1. Pattern A:  dzzdz
Pattern B:  ddz
Drum:  ((ABA)2 z4 B)3
2. Is the following composition ``legal,'' meaning that both voices have the same number of beats?  Show your work.
1. Patterns A and B as in #1
Drum 1:  A3 BABB
Drum 2:  A B8
3. What is the minimum number of beats necessary to make the polyrhythm 6 against 14?
4. Write out all the ways to divide 16 beats into an equal number of notes.
5. Which of the following is an example of AABA form?
1. dzdd dzdd zdzd dzdd
2. dzdd zdzd dzdd zdzd
3. zdzd dzzz zdzd zdzd
6. Use the following patterns to form a short composition for two instruments.  You must use all the patterns, and each drum must have the same number of beats.  You are also allowed to add more patterns and add rests.
1. Pattern A:  dzzd
Pattern B:  dzzddddz
Pattern C:  dzdzd
Poetry, the Fibonacci numbers, and Pascal's Triangle
1. If you know the first 16 Fibonacci numbers, how do you find the 17th Fibonacci number?
2. If you know the first 5 rows of Pascal's Triangle, how do you find the 6th row?
3. What, precisely, is the relationship between Pascal's triangle and Sanskrit poetry?  Between the Fibonacci numbers and Sanskrit poetry?  Who was the first to discover it, and when?
Essays (should be about 3 paragraphs.  You can do either one or two essays.)

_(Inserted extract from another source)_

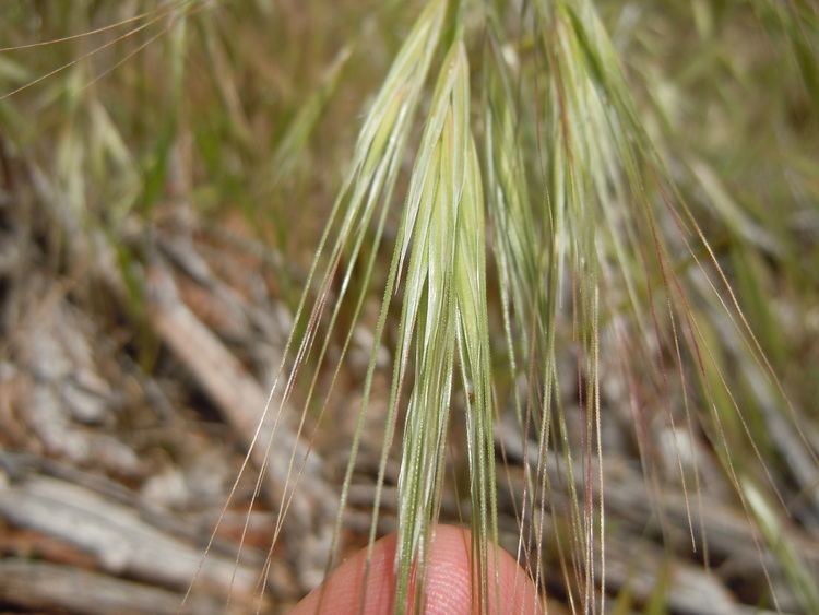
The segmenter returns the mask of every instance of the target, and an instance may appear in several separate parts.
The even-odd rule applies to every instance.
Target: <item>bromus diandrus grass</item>
[[[644,484],[634,497],[648,501],[633,505],[648,509],[639,531],[660,534],[669,553],[685,543],[705,568],[712,552],[724,563],[729,549],[713,544],[720,534],[707,510],[708,483],[722,481],[733,494],[725,499],[759,529],[746,536],[743,552],[761,563],[769,588],[759,600],[765,607],[819,612],[816,581],[806,573],[810,564],[783,531],[784,513],[812,531],[819,524],[816,415],[806,409],[809,395],[785,393],[791,386],[808,390],[799,377],[780,381],[796,350],[780,343],[765,296],[776,275],[803,303],[817,296],[815,274],[799,264],[811,244],[795,238],[770,203],[793,203],[788,212],[808,215],[812,205],[806,203],[819,197],[816,146],[800,133],[817,133],[819,16],[800,1],[702,0],[690,15],[688,9],[615,4],[428,0],[404,9],[417,15],[367,105],[305,274],[293,332],[242,471],[251,460],[264,466],[258,460],[276,452],[277,429],[287,422],[310,447],[332,429],[334,395],[344,394],[337,389],[366,329],[360,394],[345,407],[357,414],[337,494],[317,492],[333,501],[322,501],[311,521],[322,525],[317,533],[327,575],[344,547],[351,508],[360,508],[351,500],[368,448],[375,485],[358,531],[370,557],[384,517],[394,520],[396,613],[407,604],[424,610],[428,553],[442,519],[472,530],[476,612],[505,608],[490,573],[501,543],[517,548],[544,605],[556,592],[572,612],[632,608],[620,530],[612,523],[634,522],[609,487],[617,478],[605,443],[612,425],[627,427],[621,430],[630,440],[615,446],[639,464]],[[76,90],[97,78],[78,73],[69,87],[76,108],[96,109],[91,117],[105,135],[97,140],[102,154],[91,158],[115,161],[98,164],[95,177],[114,167],[122,179],[119,213],[100,223],[115,244],[117,220],[133,212],[150,220],[180,126],[194,123],[194,111],[186,118],[181,103],[191,32],[204,40],[228,109],[193,130],[211,174],[209,190],[200,193],[229,194],[248,211],[260,196],[298,190],[285,185],[329,113],[328,100],[360,59],[356,47],[367,40],[361,27],[355,45],[333,55],[314,93],[283,114],[289,123],[272,156],[261,157],[261,170],[237,178],[225,169],[237,158],[254,159],[259,145],[236,103],[239,80],[229,79],[227,67],[239,51],[207,21],[219,10],[226,9],[167,3],[110,26],[130,27],[126,36],[170,34],[167,121],[155,127],[159,138],[139,173],[94,88]],[[675,38],[678,23],[689,22],[686,32],[693,34],[686,36],[695,43],[679,35],[674,49],[687,49],[691,59],[677,66],[677,58],[661,56],[670,54],[664,37]],[[732,54],[728,45],[750,47],[746,38],[763,35],[778,50],[773,59],[763,62],[748,49]],[[130,54],[154,40],[141,39]],[[82,61],[66,70],[74,64]],[[12,102],[40,81],[13,69],[0,63],[13,82]],[[798,104],[782,103],[774,113],[745,100],[763,83],[783,92],[799,84]],[[701,88],[708,100],[700,104],[686,87]],[[4,117],[8,100],[0,100]],[[759,143],[753,132],[769,113],[788,119],[764,129]],[[732,139],[741,142],[728,145]],[[219,140],[230,152],[214,146]],[[58,174],[80,209],[78,178],[85,172],[71,152],[81,142],[67,128]],[[757,155],[771,168],[775,161],[782,177],[745,190],[743,181],[755,178],[746,150],[763,152]],[[729,163],[720,159],[724,152]],[[283,220],[274,225],[286,226]],[[123,270],[139,267],[131,252],[121,260]],[[139,281],[133,287],[138,297]],[[294,406],[301,412],[286,416]],[[373,416],[375,447],[367,435]],[[309,454],[294,447],[275,458],[284,468],[276,472],[275,529],[260,592],[288,532],[288,513],[295,510],[297,521],[308,516],[298,494],[309,481]],[[266,485],[262,474],[257,496]],[[666,484],[681,496],[676,508],[667,505],[674,496]],[[680,511],[681,522],[673,518]],[[299,523],[300,531],[308,527]],[[620,553],[614,570],[610,544]],[[363,584],[368,575],[365,567]],[[655,581],[662,604],[660,573]],[[786,608],[778,602],[783,588]],[[655,590],[638,589],[642,606],[655,604]],[[675,600],[668,602],[678,611],[699,607]]]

1. Discuss the Chi Rho page of the Book of Kells from a cultural, mathematical, and artistic standpoint.  (Hint:  mathematical topics you could discuss are symmetry, knots, powers and multiples, and more...)
2. Discuss the lion's stomach sona design from a cultural, mathematical, and artistic standpoint.
3. Discuss sipatsi designs from a cultural, mathematical, and artistic standpoint.
4. Explain precisely how and why the Fibonacci numbers count syllables in Sanskrit poetry.  Discuss the history of this discovery (read p. 274-276 in the course packet).
Required essay (10 points--should be one paragraph)
1. Discuss your final project.  (Basically, write out what you said when you presented the project.)  What were the goals of the project?  What mathematical concepts does it illustrate?  Did you encounter any mathematical difficulties when constructing the project, and, if so, what were they?